Efeitos Cambiais Diretos no Cacau
A taxa de câmbio do contrato de Real x Dólar com vencimento em 30 de junho está cotada a R$ 5,67, afetando diretamente as operações do mercado brasileiro de cacau. Para exportadores, esse nível de câmbio mantém a competitividade externa, incentivando o escoamento da produção. Já para os processadores internos, os custos de aquisição de amêndoas no mercado internacional se elevam, pressionando margens e afetando decisões de compra.
Essa dinâmica é observada também na Europa, onde o euro se manteve firme antes de um possível corte de juros pelo Banco Central Europeu.
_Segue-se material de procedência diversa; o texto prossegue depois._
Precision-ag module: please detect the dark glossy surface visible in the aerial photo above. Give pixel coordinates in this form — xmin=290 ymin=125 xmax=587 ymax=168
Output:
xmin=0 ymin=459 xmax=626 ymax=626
A valorização da moeda europeia reduz custos de importação para compradores do continente, o que pode estimular a demanda por contratos futuros de cacau, especialmente com foco na cobertura de necessidades industriais para o segundo semestre.
Gana e os Fundamentos de Oferta
Em Gana, um dos maiores produtores de cacau do mundo, a inflação ao consumidor caiu para 18,4% em maio, o menor nível desde fevereiro de 2022. A recuperação econômica do país, que sofreu impactos severos com a crise nos setores de cacau e ouro, ainda é lenta. O ministro das Finanças projeta que, com cortes drásticos de gastos públicos, a inflação poderá ser reduzida para 11,9% até o final de 2025. Essa estabilização fiscal é fundamental para permitir investimentos no setor agrícola e para restaurar a capacidade produtiva dos pequenos produtores, que ainda enfrentam escassez de fertilizantes, crédito e apoio técnico.
O desempenho do cacau no país continuará sendo monitorado atentamente, uma vez que a performance da safra ganesa impacta diretamente os preços globais. Qualquer sinal de quebra, atraso na colheita ou interrupção logística poderá reverter a atual tendência de acúmulo de estoques e impulsionar uma nova onda de alta nos contratos futuros.